Capacity building is needed, so players in developing countries develop the skills to bring projects to fruition and secure international finance. So are legal reforms, to strengthen local capital markets.
But there is work for the financial sector to do, too. Christopher Flensborg, head of sustainable products and product development at SEB in Stockholm, points to “a gap in how to design or aggregate projects in risk and scalability so that they become attractive to international investors.”
More talk than action
After Paris, when the investment world had expressed so much enthusiasm for the green push, Paul van de Logt, senior climate policy adviser in the Dutch Ministry of Foreign Affairs, visited big institutional investors, hoping they would invest alongside the government in green projects in the developing world. He found many were unwilling to go outside their traditional mandates, for example to buy investment grade, OECD securities.
“My main message to investors is: ‘you say you want this to happen, but it’s not going to happen unless you put in the capacity, in personnel, money and risk appetite, to do it’,” van de Logt says. “Of course investors can’t just take a lot of risk. But there are lots of options out there.”

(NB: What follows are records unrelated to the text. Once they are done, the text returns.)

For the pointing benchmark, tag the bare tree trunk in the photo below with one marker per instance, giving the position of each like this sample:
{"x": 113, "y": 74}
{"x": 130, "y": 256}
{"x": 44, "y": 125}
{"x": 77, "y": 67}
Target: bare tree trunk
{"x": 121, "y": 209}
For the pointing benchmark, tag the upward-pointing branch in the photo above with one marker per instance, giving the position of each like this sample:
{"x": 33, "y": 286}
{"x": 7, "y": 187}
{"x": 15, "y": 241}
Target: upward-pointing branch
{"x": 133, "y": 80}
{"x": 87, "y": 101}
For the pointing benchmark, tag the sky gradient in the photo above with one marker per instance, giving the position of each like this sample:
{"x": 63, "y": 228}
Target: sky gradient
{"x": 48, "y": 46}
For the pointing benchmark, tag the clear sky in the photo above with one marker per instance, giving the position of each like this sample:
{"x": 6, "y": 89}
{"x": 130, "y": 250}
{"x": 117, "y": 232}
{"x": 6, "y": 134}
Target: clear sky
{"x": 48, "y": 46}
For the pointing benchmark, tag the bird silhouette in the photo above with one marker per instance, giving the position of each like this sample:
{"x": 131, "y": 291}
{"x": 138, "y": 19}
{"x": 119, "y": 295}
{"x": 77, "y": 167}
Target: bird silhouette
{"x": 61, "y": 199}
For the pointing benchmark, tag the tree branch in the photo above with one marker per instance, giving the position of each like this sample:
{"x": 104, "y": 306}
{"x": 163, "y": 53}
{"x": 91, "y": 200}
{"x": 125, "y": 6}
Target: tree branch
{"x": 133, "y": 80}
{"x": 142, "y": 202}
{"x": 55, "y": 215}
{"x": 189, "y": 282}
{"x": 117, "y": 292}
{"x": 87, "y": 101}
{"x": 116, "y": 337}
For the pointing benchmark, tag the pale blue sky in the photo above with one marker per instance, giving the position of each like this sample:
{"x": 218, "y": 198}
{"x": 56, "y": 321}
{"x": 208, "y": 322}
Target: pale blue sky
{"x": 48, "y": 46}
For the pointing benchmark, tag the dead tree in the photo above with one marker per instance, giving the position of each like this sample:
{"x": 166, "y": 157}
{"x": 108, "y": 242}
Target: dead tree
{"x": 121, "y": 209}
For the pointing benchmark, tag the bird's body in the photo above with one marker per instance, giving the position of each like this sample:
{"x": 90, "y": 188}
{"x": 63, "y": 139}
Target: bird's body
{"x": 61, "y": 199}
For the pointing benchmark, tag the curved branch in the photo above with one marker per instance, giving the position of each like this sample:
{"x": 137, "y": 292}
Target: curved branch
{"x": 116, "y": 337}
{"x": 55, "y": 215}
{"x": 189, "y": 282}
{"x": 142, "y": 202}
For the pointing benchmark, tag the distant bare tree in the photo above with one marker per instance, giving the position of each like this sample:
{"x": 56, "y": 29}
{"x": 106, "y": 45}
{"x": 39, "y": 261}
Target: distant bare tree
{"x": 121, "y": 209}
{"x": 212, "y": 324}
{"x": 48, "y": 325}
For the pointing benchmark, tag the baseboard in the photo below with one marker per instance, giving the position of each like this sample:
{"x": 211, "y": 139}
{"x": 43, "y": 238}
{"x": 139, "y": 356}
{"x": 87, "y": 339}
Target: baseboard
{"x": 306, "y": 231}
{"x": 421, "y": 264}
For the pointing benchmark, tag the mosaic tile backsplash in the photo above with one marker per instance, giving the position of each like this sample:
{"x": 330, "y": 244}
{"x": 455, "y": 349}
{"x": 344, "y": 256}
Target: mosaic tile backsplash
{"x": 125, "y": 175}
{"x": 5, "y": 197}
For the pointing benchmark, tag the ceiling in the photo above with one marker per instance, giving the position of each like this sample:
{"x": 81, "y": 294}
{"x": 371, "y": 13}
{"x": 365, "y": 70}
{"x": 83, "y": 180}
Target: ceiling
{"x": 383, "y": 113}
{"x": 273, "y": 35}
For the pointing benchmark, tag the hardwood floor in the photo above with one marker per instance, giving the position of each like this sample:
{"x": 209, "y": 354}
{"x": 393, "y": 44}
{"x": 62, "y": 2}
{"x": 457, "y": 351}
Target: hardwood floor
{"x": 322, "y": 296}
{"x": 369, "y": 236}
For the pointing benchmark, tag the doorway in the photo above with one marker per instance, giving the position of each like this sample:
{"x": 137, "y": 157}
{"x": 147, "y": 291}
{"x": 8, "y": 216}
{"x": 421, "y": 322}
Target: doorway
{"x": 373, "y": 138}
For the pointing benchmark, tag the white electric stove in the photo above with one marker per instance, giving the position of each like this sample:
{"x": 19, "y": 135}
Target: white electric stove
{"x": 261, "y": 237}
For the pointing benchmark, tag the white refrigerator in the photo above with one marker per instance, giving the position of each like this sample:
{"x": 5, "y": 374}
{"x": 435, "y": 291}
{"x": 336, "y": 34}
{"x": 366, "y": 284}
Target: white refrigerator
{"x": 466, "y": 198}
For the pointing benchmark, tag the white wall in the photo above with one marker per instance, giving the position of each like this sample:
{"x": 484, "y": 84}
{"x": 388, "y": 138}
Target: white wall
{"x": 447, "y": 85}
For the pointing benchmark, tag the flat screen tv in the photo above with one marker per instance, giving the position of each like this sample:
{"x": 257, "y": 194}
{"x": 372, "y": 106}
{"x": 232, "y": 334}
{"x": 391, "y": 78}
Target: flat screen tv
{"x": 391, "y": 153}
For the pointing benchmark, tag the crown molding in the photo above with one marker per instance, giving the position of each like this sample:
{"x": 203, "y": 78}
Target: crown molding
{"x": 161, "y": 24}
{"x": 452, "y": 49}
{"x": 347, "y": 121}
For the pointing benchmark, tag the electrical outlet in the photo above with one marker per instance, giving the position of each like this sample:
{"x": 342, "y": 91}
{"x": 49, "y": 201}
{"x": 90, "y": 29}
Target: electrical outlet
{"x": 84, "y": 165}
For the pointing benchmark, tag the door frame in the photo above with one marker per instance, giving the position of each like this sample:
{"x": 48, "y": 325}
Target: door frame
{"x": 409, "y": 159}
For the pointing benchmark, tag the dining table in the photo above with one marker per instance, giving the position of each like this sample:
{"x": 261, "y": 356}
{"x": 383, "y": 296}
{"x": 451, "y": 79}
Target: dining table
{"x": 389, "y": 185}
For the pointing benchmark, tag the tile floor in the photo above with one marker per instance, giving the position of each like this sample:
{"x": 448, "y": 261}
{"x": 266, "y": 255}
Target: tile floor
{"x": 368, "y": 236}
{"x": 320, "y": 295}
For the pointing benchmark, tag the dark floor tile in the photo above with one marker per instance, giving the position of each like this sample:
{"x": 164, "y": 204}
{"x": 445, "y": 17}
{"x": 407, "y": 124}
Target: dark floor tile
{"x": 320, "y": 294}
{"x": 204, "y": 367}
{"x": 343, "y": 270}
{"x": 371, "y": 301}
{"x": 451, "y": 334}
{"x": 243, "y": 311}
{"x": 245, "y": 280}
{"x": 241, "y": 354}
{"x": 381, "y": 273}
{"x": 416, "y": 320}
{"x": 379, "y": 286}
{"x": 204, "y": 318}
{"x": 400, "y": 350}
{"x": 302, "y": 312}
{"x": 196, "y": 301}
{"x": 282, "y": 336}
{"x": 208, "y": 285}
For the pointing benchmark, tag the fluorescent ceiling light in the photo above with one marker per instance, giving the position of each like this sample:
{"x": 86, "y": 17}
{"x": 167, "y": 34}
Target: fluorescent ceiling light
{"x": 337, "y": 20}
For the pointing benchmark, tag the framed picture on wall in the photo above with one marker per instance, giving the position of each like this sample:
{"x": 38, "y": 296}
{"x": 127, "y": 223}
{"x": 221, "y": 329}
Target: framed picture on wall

Climate finance specialists all want public sector finance to provide credit enhancement, so private capital can flow in with safer senior lending.
Williams says he made this point to the Green Climate Fund, which has $10bn to invest. “It should be prepared to take sub-investment grade risks, to make unbankable deals bankable,” he says. “This is not an excuse for lazy capital markets to say ‘guarantee our returns’, it’s about saying ‘what are the risks the private sector can’t take?’”
But although the multilateral development banks have experience in such techniques, there has still been no breakthrough on multiplying their activity to the scale required.
FMO, the Dutch development institution, is backing a programme called Climate Investor One, in which the public sector takes a first loss position. The fund is soon to reach its first close. But van de Logt says: “It is still challenging to attract investment into emerging markets.”
Pushing and pulling
So far, for all the good will in the financial sector, it has done little to accelerate the green transition by pulling more projects into being, through its own eagerness to fund them. Its pulling power is weak, since investors need safe risks and decent returns, which can only be provided if governments get the policies and legal environments right.
But there is another way the finance world can act on the economy: pushing it. “There will be more pressure on the net achievement of the financial sector,” says van de Logt. “It’s not just what you do green, but what you do grey. The British, the Dutch central banks, they’re all doing research into the climate sensitivity of the financial sector — the whole stranded asset discussion.”
As is explored more fully in this report’s chapter on ESG integration (see pages 6-8), financial supervisors now realise climate change poses a direct risk to financial stability. They are making banks and investors be proactive about managing that risk, whether it comes directly from climatic events, or from changing policy.
If investors are forced to look climate risk squarely in the face, self-preservation is likely to make them start shifting their dollars to greener assets, sooner rather than later.